Dec. 23 was the busiest Sunday in Tesco's history, he said, and 766,000 customers were served in just one hour at the trading peak, with popular deals including half-priced lamb and beef joints and 25 percent off six bottles of wine.
Shares in Tesco, which is celebrating its centenary this year, topped the FTSE 100 index <.FTSE> in early deals. They were up 1.2 percent at 214.4 pence at 1015 GMT.
Number two supermarket chain Sainsbury's missed forecasts with a 1.1 percent fall in third-quarter sales on Wednesday, while fourth-ranked Morrisons reported a 0.6 percent rise in Christmas sales on Tuesday.
However, industry data showed all of Britain's big four grocers, lost market share over Christmas to German-owned Aldi [ALDIEI.UL] and Lidl.
Lewis said Tesco's strong Christmas - with growth from its "Finest" premium products to new own-brand goods that vie with the discounters - was the result of the recovery plan he initiated after he joined in 2014.
He has lowered Tesco's prices versus all its major rivals, streamlined product ranges and improved quality, while raising store standards and transforming relationships with suppliers.
Analyst Richard Hunter at interactive investor said Tesco's performance was the pick of the bunch.

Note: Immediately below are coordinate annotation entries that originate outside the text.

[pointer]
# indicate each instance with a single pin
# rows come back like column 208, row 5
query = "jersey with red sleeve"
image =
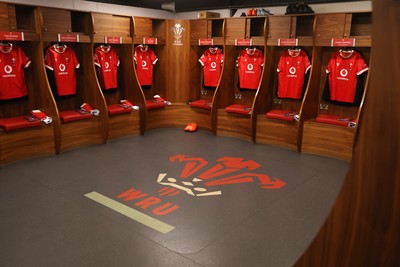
column 107, row 62
column 342, row 75
column 12, row 77
column 62, row 61
column 292, row 68
column 211, row 60
column 250, row 63
column 144, row 58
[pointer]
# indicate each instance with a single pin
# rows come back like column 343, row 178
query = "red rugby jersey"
column 250, row 63
column 107, row 61
column 63, row 62
column 292, row 68
column 211, row 60
column 12, row 77
column 144, row 58
column 342, row 75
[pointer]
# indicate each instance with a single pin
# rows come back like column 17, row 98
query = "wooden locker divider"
column 327, row 139
column 119, row 31
column 231, row 124
column 202, row 32
column 74, row 134
column 290, row 29
column 37, row 141
column 168, row 74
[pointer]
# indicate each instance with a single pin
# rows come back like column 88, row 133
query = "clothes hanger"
column 213, row 49
column 5, row 47
column 346, row 52
column 294, row 51
column 59, row 47
column 105, row 48
column 143, row 47
column 250, row 50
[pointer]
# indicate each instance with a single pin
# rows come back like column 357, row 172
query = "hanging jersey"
column 144, row 58
column 250, row 68
column 292, row 68
column 211, row 60
column 62, row 62
column 107, row 62
column 342, row 76
column 12, row 77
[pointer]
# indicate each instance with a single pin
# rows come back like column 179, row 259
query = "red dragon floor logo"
column 197, row 179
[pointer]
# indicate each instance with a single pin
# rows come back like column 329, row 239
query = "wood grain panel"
column 4, row 21
column 279, row 27
column 275, row 132
column 235, row 28
column 121, row 26
column 77, row 134
column 177, row 115
column 198, row 29
column 12, row 17
column 234, row 125
column 26, row 143
column 56, row 20
column 328, row 26
column 177, row 64
column 102, row 25
column 363, row 227
column 143, row 28
column 124, row 125
column 328, row 140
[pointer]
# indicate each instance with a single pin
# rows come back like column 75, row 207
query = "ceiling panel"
column 195, row 5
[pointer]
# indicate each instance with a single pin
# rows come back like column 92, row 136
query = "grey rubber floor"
column 47, row 218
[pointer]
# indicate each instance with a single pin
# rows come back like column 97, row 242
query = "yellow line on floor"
column 131, row 213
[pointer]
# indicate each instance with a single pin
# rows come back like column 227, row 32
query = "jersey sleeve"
column 329, row 67
column 361, row 65
column 307, row 63
column 154, row 58
column 96, row 60
column 24, row 59
column 203, row 60
column 281, row 65
column 75, row 60
column 47, row 60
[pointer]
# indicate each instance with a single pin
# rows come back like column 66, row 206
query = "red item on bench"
column 74, row 115
column 153, row 104
column 239, row 109
column 335, row 119
column 115, row 109
column 201, row 103
column 285, row 115
column 21, row 122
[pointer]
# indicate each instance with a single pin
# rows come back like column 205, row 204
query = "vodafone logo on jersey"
column 343, row 75
column 7, row 69
column 62, row 67
column 344, row 72
column 144, row 65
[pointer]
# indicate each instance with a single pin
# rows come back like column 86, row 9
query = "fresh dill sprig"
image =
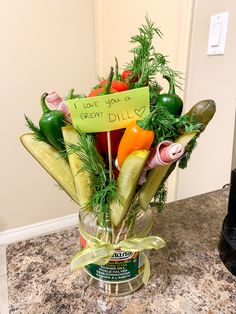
column 146, row 62
column 36, row 130
column 166, row 126
column 188, row 151
column 160, row 198
column 104, row 189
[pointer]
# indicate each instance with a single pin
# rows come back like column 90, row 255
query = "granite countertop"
column 187, row 276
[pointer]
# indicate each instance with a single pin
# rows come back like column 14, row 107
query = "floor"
column 3, row 281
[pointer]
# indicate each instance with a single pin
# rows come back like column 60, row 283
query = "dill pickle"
column 127, row 182
column 204, row 111
column 50, row 159
column 81, row 178
column 156, row 175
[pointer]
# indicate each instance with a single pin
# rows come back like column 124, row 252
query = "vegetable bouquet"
column 113, row 174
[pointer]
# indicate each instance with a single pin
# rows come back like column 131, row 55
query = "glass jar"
column 123, row 273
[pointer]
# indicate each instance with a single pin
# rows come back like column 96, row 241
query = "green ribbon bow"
column 100, row 252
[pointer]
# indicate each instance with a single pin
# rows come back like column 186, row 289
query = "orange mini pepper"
column 134, row 138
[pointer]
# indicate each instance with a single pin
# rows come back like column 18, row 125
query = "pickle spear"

"The supermarket behemoth has staged a strong recovery over several years, having previously admitted that it had taken its eye off the ball in its core UK market," he said.

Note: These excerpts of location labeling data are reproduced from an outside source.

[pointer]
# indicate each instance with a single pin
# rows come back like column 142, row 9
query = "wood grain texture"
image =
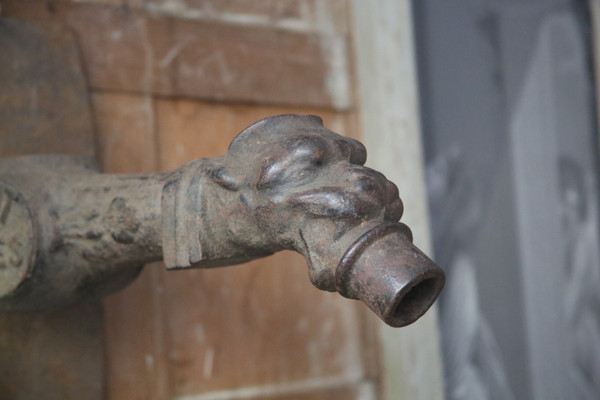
column 233, row 60
column 136, row 366
column 43, row 91
column 44, row 108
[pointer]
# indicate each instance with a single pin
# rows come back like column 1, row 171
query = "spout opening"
column 413, row 301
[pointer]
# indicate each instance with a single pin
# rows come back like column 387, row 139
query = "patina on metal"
column 68, row 232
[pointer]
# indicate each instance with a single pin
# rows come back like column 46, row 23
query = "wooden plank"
column 255, row 324
column 44, row 109
column 128, row 49
column 136, row 365
column 411, row 365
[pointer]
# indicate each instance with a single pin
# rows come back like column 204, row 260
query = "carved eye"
column 297, row 164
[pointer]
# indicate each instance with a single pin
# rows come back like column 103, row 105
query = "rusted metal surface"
column 43, row 109
column 286, row 182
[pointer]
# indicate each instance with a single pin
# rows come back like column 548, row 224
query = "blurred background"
column 483, row 112
column 509, row 114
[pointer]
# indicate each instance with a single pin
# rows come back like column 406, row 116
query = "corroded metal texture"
column 286, row 182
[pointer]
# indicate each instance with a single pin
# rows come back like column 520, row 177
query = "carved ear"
column 221, row 177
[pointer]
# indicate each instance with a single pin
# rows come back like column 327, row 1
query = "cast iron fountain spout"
column 286, row 182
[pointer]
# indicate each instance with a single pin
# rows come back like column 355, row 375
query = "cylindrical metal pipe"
column 390, row 275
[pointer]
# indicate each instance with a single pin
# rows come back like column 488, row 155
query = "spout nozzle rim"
column 352, row 254
column 414, row 299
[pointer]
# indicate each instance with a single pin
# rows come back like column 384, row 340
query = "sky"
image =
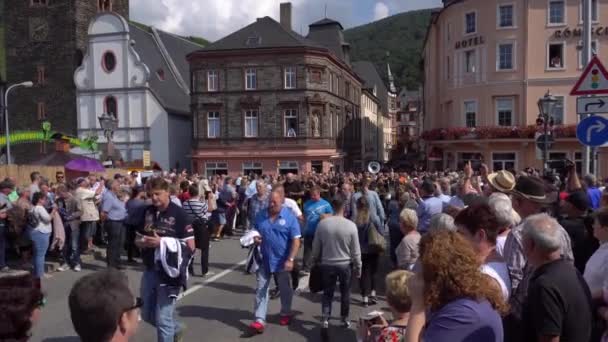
column 214, row 19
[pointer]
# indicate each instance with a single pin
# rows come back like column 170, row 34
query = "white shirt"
column 596, row 269
column 293, row 206
column 499, row 272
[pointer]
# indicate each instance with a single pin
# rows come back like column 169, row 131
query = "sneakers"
column 257, row 328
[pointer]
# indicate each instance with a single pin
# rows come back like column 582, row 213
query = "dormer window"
column 254, row 40
column 104, row 5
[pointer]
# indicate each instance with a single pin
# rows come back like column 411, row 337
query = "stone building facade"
column 45, row 41
column 268, row 100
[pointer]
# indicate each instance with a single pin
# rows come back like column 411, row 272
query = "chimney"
column 286, row 15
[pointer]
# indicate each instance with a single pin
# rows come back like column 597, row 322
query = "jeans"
column 367, row 283
column 329, row 275
column 116, row 237
column 40, row 244
column 3, row 229
column 77, row 232
column 261, row 293
column 307, row 257
column 395, row 236
column 158, row 309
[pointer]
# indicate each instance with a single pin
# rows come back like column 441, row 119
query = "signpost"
column 593, row 131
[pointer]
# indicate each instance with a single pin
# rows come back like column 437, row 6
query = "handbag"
column 315, row 282
column 376, row 242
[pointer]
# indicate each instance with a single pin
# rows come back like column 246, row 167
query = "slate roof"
column 269, row 33
column 370, row 76
column 164, row 51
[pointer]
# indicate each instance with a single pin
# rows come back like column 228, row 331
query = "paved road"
column 218, row 307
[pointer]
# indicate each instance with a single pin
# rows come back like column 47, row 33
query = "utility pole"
column 587, row 54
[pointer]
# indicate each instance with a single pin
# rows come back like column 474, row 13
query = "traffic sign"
column 592, row 105
column 593, row 80
column 593, row 131
column 540, row 142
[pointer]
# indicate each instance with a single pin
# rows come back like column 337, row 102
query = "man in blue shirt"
column 315, row 209
column 428, row 206
column 113, row 214
column 279, row 243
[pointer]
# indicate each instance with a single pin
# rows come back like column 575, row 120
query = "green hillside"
column 402, row 36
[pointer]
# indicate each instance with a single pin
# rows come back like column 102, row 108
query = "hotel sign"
column 470, row 42
column 578, row 32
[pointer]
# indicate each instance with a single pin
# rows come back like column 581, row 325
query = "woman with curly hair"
column 20, row 303
column 462, row 303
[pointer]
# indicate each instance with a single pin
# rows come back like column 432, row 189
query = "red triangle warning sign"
column 593, row 80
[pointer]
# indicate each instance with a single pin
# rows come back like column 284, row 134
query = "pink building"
column 487, row 62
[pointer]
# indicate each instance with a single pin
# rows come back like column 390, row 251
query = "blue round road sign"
column 593, row 131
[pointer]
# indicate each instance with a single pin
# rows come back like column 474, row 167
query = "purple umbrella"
column 85, row 165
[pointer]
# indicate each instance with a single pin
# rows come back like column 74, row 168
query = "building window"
column 504, row 110
column 470, row 22
column 250, row 79
column 41, row 75
column 213, row 125
column 470, row 113
column 213, row 169
column 316, row 166
column 556, row 55
column 108, row 61
column 557, row 12
column 290, row 78
column 104, row 5
column 469, row 61
column 251, row 124
column 594, row 51
column 110, row 106
column 505, row 56
column 288, row 167
column 505, row 16
column 212, row 80
column 250, row 168
column 594, row 11
column 291, row 123
column 41, row 110
column 558, row 111
column 503, row 161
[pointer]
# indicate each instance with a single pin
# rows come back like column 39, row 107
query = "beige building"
column 487, row 62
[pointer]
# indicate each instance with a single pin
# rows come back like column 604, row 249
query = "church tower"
column 44, row 42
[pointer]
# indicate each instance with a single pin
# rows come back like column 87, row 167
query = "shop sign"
column 578, row 32
column 473, row 41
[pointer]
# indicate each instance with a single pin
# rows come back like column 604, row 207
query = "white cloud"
column 380, row 11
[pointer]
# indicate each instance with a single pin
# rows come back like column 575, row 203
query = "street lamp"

"However, Tesco is not yet quite the finished article. Pockets of the business still require attention, margins will remain under pressure given the brutally competitive nature of the sector, let alone the potential threats from the likes of Amazon and a merged Asda and Sainsbury."
Tesco also reported a 0.7 percent rise in UK same-store sales for its third quarter to Nov. 24 - its 12th straight quarter of growth - and said it was confident in its outlook for the full year.
Analysts had forecast quarterly UK like-for-like sales growth of 0.5 to 1.0 percent following 2.5 percent in the second quarter.
For the 2018-19 year, analysts on average expect Tesco to make an operating profit before exceptional items of 2.08 billion pounds, up from 1.64 billion in 2017-18.